What has all that got to do with a moon made of cheese?

Almost offhandedly, during his talk, Professor Thimbleby spoke of the certainty with which we know the moon isn’t made of cheese. He compared this scientific certainty to the world of storytelling, where we can still indulge that fantasy.

Even without visiting the moon, we can tell it isn’t made of cheese because of its albedo – the fraction of solar energy which it reflects back into space.

Different materials have different reflectivity: for example, ice and snow have a high albedo and cause most of the sunlight hitting them to reflect back into space.

We can work out the albedo of cheese and observe the brightness of the moon to confirm that it is, sadly, not made from dairy products.

But – but but but – what if the moon were made of cheese? How could we indulge that fantasy while maintaining the rigour of critical and scientific thinking?

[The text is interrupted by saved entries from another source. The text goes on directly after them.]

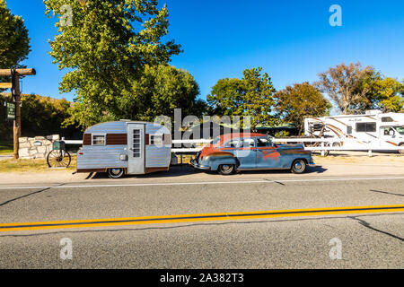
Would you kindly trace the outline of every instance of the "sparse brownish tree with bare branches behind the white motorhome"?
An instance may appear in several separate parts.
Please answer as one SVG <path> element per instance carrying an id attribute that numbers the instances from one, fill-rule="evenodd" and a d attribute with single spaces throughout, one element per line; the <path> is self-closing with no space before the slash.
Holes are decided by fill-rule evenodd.
<path id="1" fill-rule="evenodd" d="M 319 74 L 320 81 L 316 83 L 321 92 L 329 95 L 343 114 L 354 114 L 368 109 L 372 104 L 369 99 L 369 85 L 378 74 L 373 67 L 362 68 L 360 63 L 330 67 L 328 71 Z"/>

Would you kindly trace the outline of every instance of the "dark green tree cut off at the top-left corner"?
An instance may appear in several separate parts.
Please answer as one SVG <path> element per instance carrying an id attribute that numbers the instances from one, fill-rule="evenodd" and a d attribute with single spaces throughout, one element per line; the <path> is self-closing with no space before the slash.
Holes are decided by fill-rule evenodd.
<path id="1" fill-rule="evenodd" d="M 4 0 L 0 0 L 0 69 L 21 68 L 20 63 L 30 53 L 30 38 L 21 16 L 7 9 Z M 0 82 L 9 78 L 0 77 Z"/>

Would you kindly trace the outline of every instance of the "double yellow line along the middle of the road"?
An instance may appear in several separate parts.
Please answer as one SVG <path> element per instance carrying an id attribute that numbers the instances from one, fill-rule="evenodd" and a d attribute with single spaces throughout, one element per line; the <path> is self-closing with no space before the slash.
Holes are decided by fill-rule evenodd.
<path id="1" fill-rule="evenodd" d="M 298 217 L 298 216 L 350 214 L 350 213 L 391 213 L 391 212 L 404 212 L 404 205 L 350 206 L 350 207 L 332 207 L 332 208 L 273 210 L 264 212 L 243 212 L 243 213 L 201 213 L 201 214 L 107 218 L 107 219 L 59 221 L 59 222 L 0 223 L 0 231 L 50 230 L 50 229 L 120 226 L 120 225 L 135 225 L 135 224 L 210 222 L 210 221 L 255 219 L 255 218 Z"/>

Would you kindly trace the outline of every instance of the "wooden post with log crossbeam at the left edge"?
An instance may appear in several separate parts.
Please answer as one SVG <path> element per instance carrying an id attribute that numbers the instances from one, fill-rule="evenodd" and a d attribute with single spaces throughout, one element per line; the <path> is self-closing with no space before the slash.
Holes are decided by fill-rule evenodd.
<path id="1" fill-rule="evenodd" d="M 0 69 L 0 76 L 12 76 L 12 97 L 15 103 L 15 119 L 13 121 L 13 158 L 18 159 L 19 142 L 21 136 L 21 91 L 20 76 L 35 75 L 35 69 Z"/>

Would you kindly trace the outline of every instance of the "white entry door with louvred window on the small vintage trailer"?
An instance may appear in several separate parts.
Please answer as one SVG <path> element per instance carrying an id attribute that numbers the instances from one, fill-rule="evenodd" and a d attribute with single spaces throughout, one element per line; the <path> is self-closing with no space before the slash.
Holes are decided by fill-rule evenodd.
<path id="1" fill-rule="evenodd" d="M 145 125 L 127 124 L 127 173 L 145 173 Z"/>

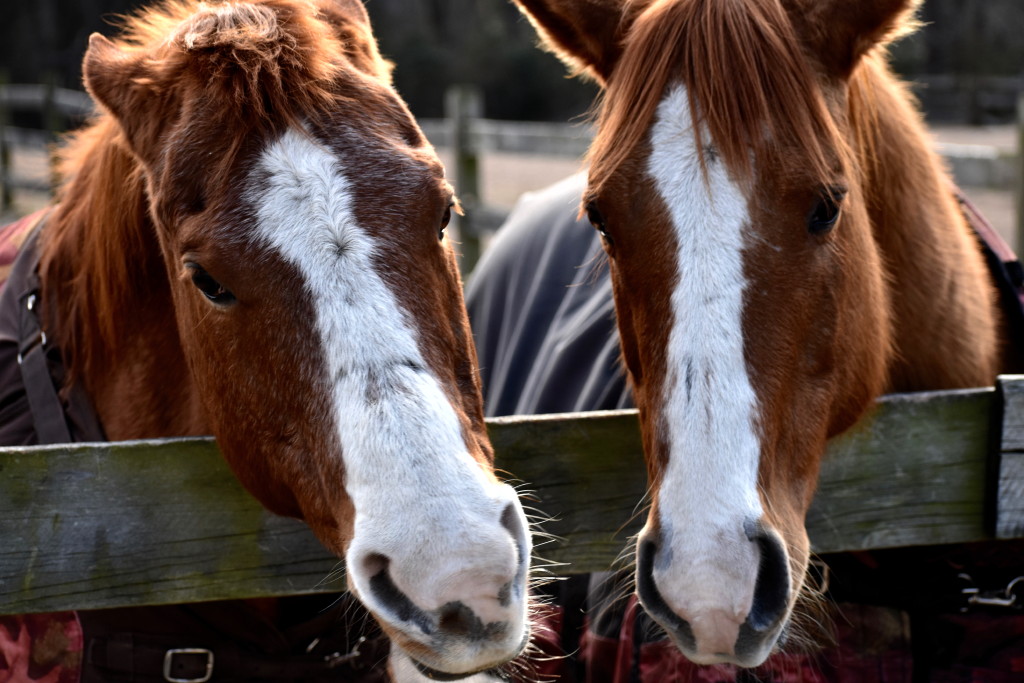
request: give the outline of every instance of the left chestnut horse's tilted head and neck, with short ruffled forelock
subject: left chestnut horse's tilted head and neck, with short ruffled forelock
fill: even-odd
[[[357,0],[169,0],[92,36],[43,327],[111,439],[213,433],[427,672],[528,635],[437,156]]]

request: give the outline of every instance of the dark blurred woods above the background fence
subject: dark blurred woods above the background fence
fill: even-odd
[[[856,0],[851,0],[856,1]],[[0,0],[0,80],[80,88],[80,62],[93,31],[131,0]],[[593,86],[565,78],[537,49],[532,28],[510,0],[368,0],[395,82],[419,117],[439,117],[445,88],[474,83],[485,115],[565,121],[584,114]],[[998,123],[1013,118],[1024,77],[1024,0],[927,0],[928,23],[895,50],[916,82],[929,118]]]

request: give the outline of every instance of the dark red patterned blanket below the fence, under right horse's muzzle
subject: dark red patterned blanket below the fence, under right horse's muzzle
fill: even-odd
[[[836,605],[836,642],[813,653],[778,653],[757,669],[700,667],[669,640],[637,638],[630,598],[617,638],[587,629],[579,652],[586,683],[1021,683],[1024,618],[1019,613],[940,613],[912,621],[893,607]],[[912,629],[911,629],[912,623]],[[914,638],[927,654],[914,661]],[[919,643],[921,648],[922,644]],[[639,654],[639,660],[637,660]],[[916,678],[914,670],[916,669]]]

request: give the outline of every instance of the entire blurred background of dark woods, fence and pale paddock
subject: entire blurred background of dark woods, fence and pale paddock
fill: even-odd
[[[46,143],[89,111],[80,91],[88,35],[112,34],[117,14],[141,4],[0,3],[4,218],[49,199]],[[534,29],[510,0],[367,0],[367,8],[395,62],[396,87],[455,178],[472,262],[476,238],[522,193],[581,168],[596,88],[567,79],[554,56],[537,49]],[[1022,175],[1024,1],[926,0],[921,18],[922,31],[894,47],[894,67],[910,80],[957,181],[1020,248],[1024,211],[1015,207],[1024,198],[1015,199],[1014,188]]]

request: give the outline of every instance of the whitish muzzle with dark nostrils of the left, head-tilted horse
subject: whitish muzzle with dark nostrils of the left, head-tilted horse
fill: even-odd
[[[518,499],[505,501],[489,522],[478,517],[418,549],[385,551],[386,541],[350,549],[359,597],[431,675],[498,666],[525,644],[529,539]]]

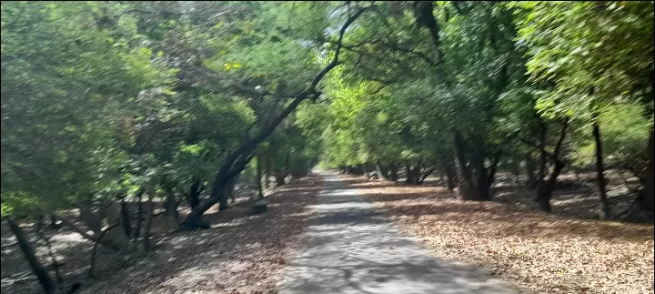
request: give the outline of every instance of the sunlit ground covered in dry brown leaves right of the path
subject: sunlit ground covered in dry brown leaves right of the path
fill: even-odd
[[[555,214],[525,203],[529,191],[493,202],[462,202],[436,186],[343,179],[438,258],[492,269],[540,293],[652,293],[653,226],[575,218],[577,202],[553,200]],[[561,197],[563,198],[563,197]],[[587,199],[589,200],[589,199]],[[529,201],[528,201],[529,202]]]

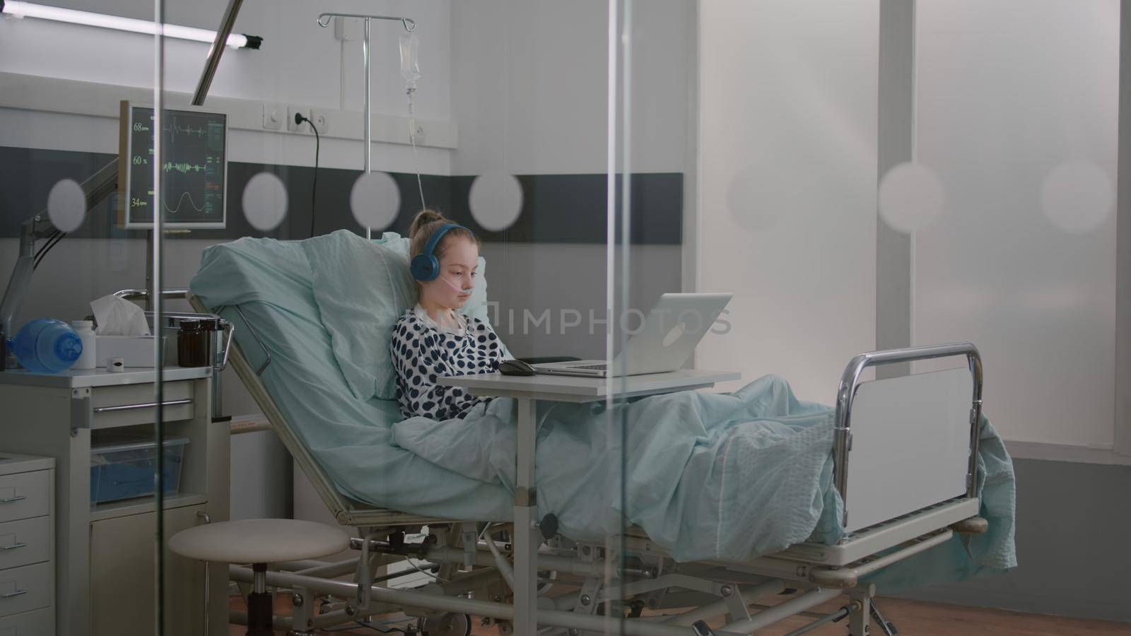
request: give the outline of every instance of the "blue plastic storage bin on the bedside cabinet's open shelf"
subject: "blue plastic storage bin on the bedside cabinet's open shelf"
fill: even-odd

Do we need to imagine a cheese-moon which is the same size or the same mass?

If the latter, the moon would have to be a lot larger. Nocturnal animals and the science of astronomy would be affected by the larger moon in our sky, with its much higher albedo.

What’s more, a moon sized piece of cheese would be denser and hotter at its centre owing to gravitational compression.

Would there be volcanos of molten cheese? At extreme high pressures, does cheese maintain its integrity, or break down into its component parts? Would the massive internal pressure cause it to explode?

I love that scientists can begin to explore these hypothetical situations without even having to leave the comfort of their armchair – or in our case, the post-march pub.

I love that there is a happy borderland where science and science fiction meet, and valuably so – because they are, ultimately, both spaces of wonder.

Professor Thimbleby made his cheesy digression and showed the value of thinking carefully and critically, reasoning from available evidence – but his work also demonstrates that you could save lives just by paying close attention to technology and human interaction.

He didn’t need to be in the ward to come up with a way to avoid deaths from drug miscalculation, and he didn’t need to land on the moon to work out what it was made of.